Une autre particularité du récit de Daniel se situe dans l’utilisation intensive des patronymes. Cette forte présence de patronymes, utilisés sans prénom, correspond, elle aussi, aux habitudes langagières du micro-monde social des "pédagos". En effet, la dénomination des collègues en utilisant uniquement le patronyme (sans titre ni prénom) et l’usage systématique du tutoiement apparaissent comme résultant de la socialisation professionnelle qui s’opérait dans le cursus canonique des instituteurs. Obligation était faite aux jeunes instituteurs arrivant dans les écoles de garçons, par leurs collègues plus âgés, d’utiliser ce type de dénomination, explicitement reliée à une conception "égalitariste" de la profession (« entre collègues, on se tutoie ! », « pas de hiérarchie entre nous »).
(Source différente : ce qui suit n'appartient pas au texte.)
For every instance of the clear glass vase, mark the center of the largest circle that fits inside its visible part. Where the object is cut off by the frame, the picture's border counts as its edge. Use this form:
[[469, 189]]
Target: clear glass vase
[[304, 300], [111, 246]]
Malgré la mixité des classes, la gémination des écoles et la féminisation du métier, on peut donc retrouver des traces de cet univers langagier, fortement égalitaire et plutôt masculin, dans des usages en cours et dans des récits actuels. Cette culture professionnelle de l’égalitarisme (entre collègues… !) a trouvé une illustration exemplaire dans les réactions très vives qu’avait déclenchées, au milieu des années quatre-vingt, le projet ministériel qui voulait substituer au rôle de directeur –major inter pares– le statut de "maître-directeur", qui aurait rendu le directeur d’école plus proche d’un chef d’établissement ( 96 ).

Notes
95.

Strauss Anselm, 1978 « Une perspective en termes de monde social » in La trame de la négociation, L’Harmattan, pp. 269-282

96.

 À propos des réactions au statut de maître directeur, on peut se reporter à Geay Bertrand, 1991, « Espace social et coordinations, le mouvement des instituteurs de l’hiver 1987 », Actes de la recherche en sciences sociales N°36. Dix ans plus tard, le rapport du recteur Pair a constitué une nouvelle tentative d’établir les notions d’établissement et de chef d’établissement dans le premier degré (PAIR Claude, 1998, Faut-il réorganiser l’Éducation nationale ?, Hachette). Au moment où nous écrivons ces lignes, le problème reste en suspens, malgré la publication d’un nouveau rapport (BOTTIN Yves, 2002, Enseigner en école. Un métier pour demain, Rapport au ministre de l’éducation nationale, MEN).